Sharing takes tremendous courage and inner strength. It’s normal and okay to feel scared! Feel the fear, and if you feel ready, share anyway.
5. Loving and supportive affirmations
Loving affirmations are a powerful way to affirm your worthiness and support your journey in feeling safe and healing wounded inner child. When repeated consistently, affirmations have a way of rewiring the brain and sinking down into unconscious layers of programming. Repeating such messages can result in deep change and healing at a primal level.
Here are some loving and supportive affirmations you can say to yourself throughout the day and during meditation:
- I will stay here and support you.
- Welcome to the world, I’ve been waiting to hold you.
- I love you just the way you are.
- I’m so glad you’re here.
- I want to take care of you.
- I want to spend time with you.
- I want to hear your thoughts and feelings.

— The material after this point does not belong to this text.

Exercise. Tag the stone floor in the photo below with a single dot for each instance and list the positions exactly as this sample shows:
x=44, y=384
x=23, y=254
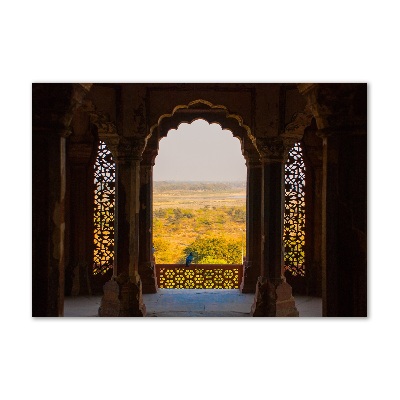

- It’s OK to feel sad and scared.
- It’s OK to be yourself.
- You’re allowed to say no.
- You are so special to me.
- You have so much to offer the world.
- I believe in you.
- I will protect you against harm.
You can say these affirmations as many times as you need, whenever is necessary during the day. You might even like to use a special voice when saying these affirmations, such as the voice of a wise old man or a loving mother.
Also feel free to create your own loving affirmations! The list above will help you get started, but often the most powerful affirmations organically arise from your deepest needs.
6. Do an inner child visualization/meditation
You will need to dedicate about half an hour or more to this exercise. Find a quiet and comfortable space, and either sit or lie down.
Imagine that you are about to meet your inner child. You walk outside into your backyard and he/she is playing in a sandbox. What age is he/she? You walk up to your inner child and sit down. “Hello,” you might say, introducing yourself. You look into the eyes of your inner child. What is he/she feeling towards you? Curiosity? Trepidation? Shyness? Skepticism? Excitement? Respect your inner child and his/her boundaries. If he/she wishes to hug you or shake your hand, let that happen.
If not, it’s okay. Your inner child may just need to warm up to you. You might next wish to ask, “What do you need the most?” If you are communicating with your infant self during this visualization, the response might come as a visceral feeling as opposed to communicating with your school-aged self who might respond verbally.
If your inner child tells you what they need, provide a safe space for them. Let them feel heard, seen, understood, and loved by you. You might like to share with them how much you love and care for them, and wish them to be cared for. If your inner child wishes to be cradled, hugged, or held, embrace the opportunity. Once you feel that your mission to connect with your inner child has been completed, you can visualize yourself walking back into your house. Focus on your breathing, stretch your body, and open your eyes.
I recommend journaling about the experience. Journaling is a wonderful tool for self-reflection, deepening your self-understanding, and also serving as a way to document your progress. So take a few minutes to do it!